The Lambton Kent District school board and St. Clair Catholic District school board are sending a joint survey to parents and guardians in order to make plans for class sizes and staffing levels.

The provincial government is letting both boards reopen all elementary and secondary schools for full-time classes starting Sept. 8.

Schools have been closed since mid-March because of the COVID-19 pandemic. The 2019-20 school year ended with students taking online classes for more than three months.

If parents choose online classes to start the new year but later change their mind, there’s no guarantee their children can be put in a classroom. Space may not be available, board officials say.

“Based on the option that parents make for their children, we will be planning our classes and our staffing models accordingly,” said John Howitt, director of education for the Lambton Kent District school board.

“This is not a short-term commitment. Should a parent change their mind in October or in November, we can’t promise that we will be able to accommodate them in the school setting. This is a longer-term decision that they are making if they choose to learn at home or face to face.”

The Lambton Kent and St. Clair Catholic boards want responses by Aug. 28.

While board officials work on reopening schools, they also continue with plans to help students who stay home.

“We’re going to have to ensure that we have a very viable online learning environment for students who are not able to come back or whose parents opt that they do not come back,” said Deb Crawford, director of education for the St.
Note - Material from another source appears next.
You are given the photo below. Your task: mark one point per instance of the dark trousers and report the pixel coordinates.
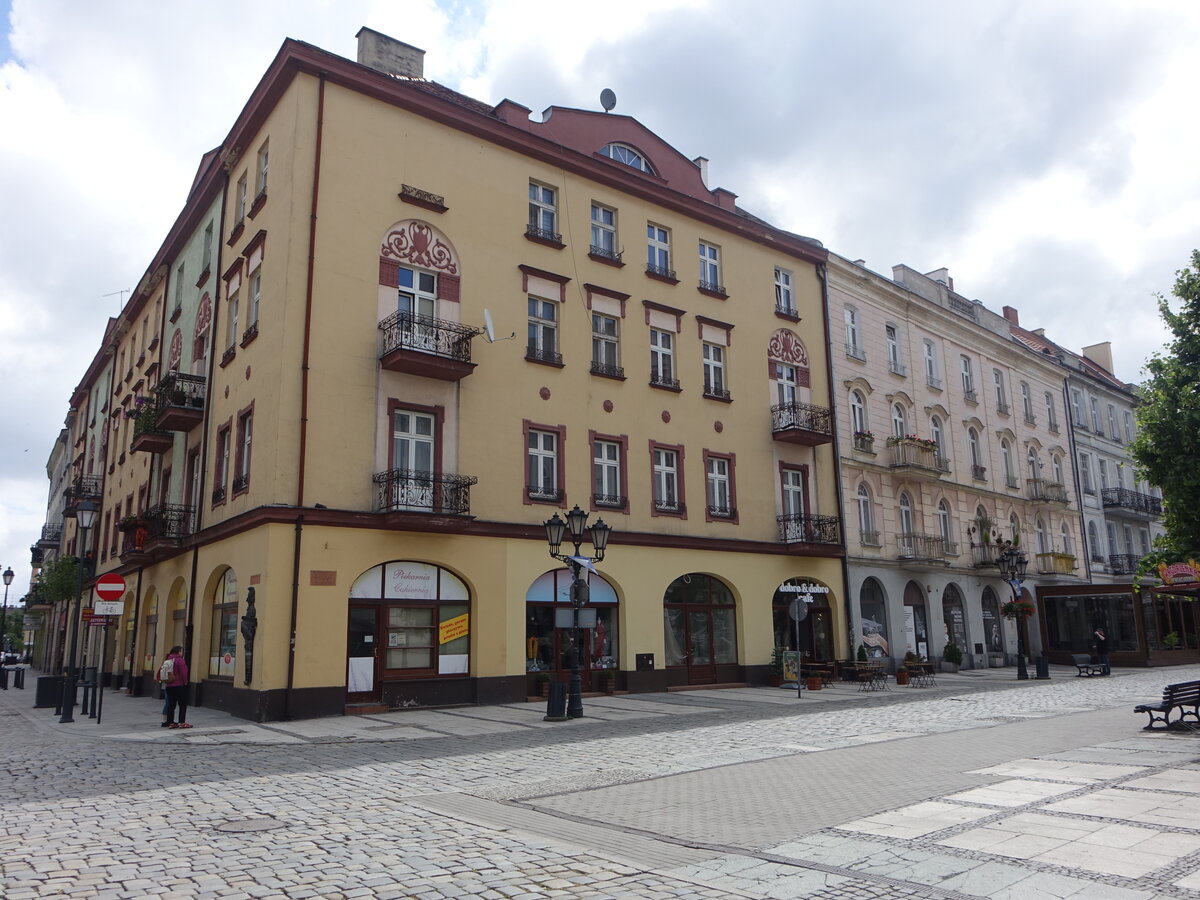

Clair Catholic District school board. “We want to really pay close attention to that as well.”

Boards also need to be ready if a hybrid model combining in-class and online learning is needed, Crawford said.

“We need to be able to move very quickly to an adapted model if the numbers change down here, in terms of COVID (cases),” she said. “The boards are expected to be able to quite quickly move to an adapted version if that becomes necessary.”

All boards were required to prepare for three reopening scenarios: full-time classes; a mix of in-class and online learning; and online lessons only.

Howitt said the Lambton Kent board was prepared for any strategy the province announced this week.

“We had been busy planning for whatever mode that the data and the science demonstrated was appropriate for our students and our staff,” he said. “We have our plans in place and are anxious to welcome our students and get back on the learning trail after a summer.”

The boards have made their reopening plans with input from health officials.

“We’re very excited that the students are back and that they’re back full time because really that is so good for the kids,” Crawford said. “We’ve got a commitment from our medical officers of health in Chatham-Kent and in Sarnia-Lambton that they will work with us to make sure that any of the plans that we make are safe and healthy for all the kids.”

The provincial government announced more than $300 million in back-to-school funding, including $50 million to hire up to 500 extra school-focused nurses in public health units.

“That is an asset that we’re very happy to have added to our list of strategies that we’re going to use as we move forward,” Crawford said. “This will be great to have a public nurse assistant.”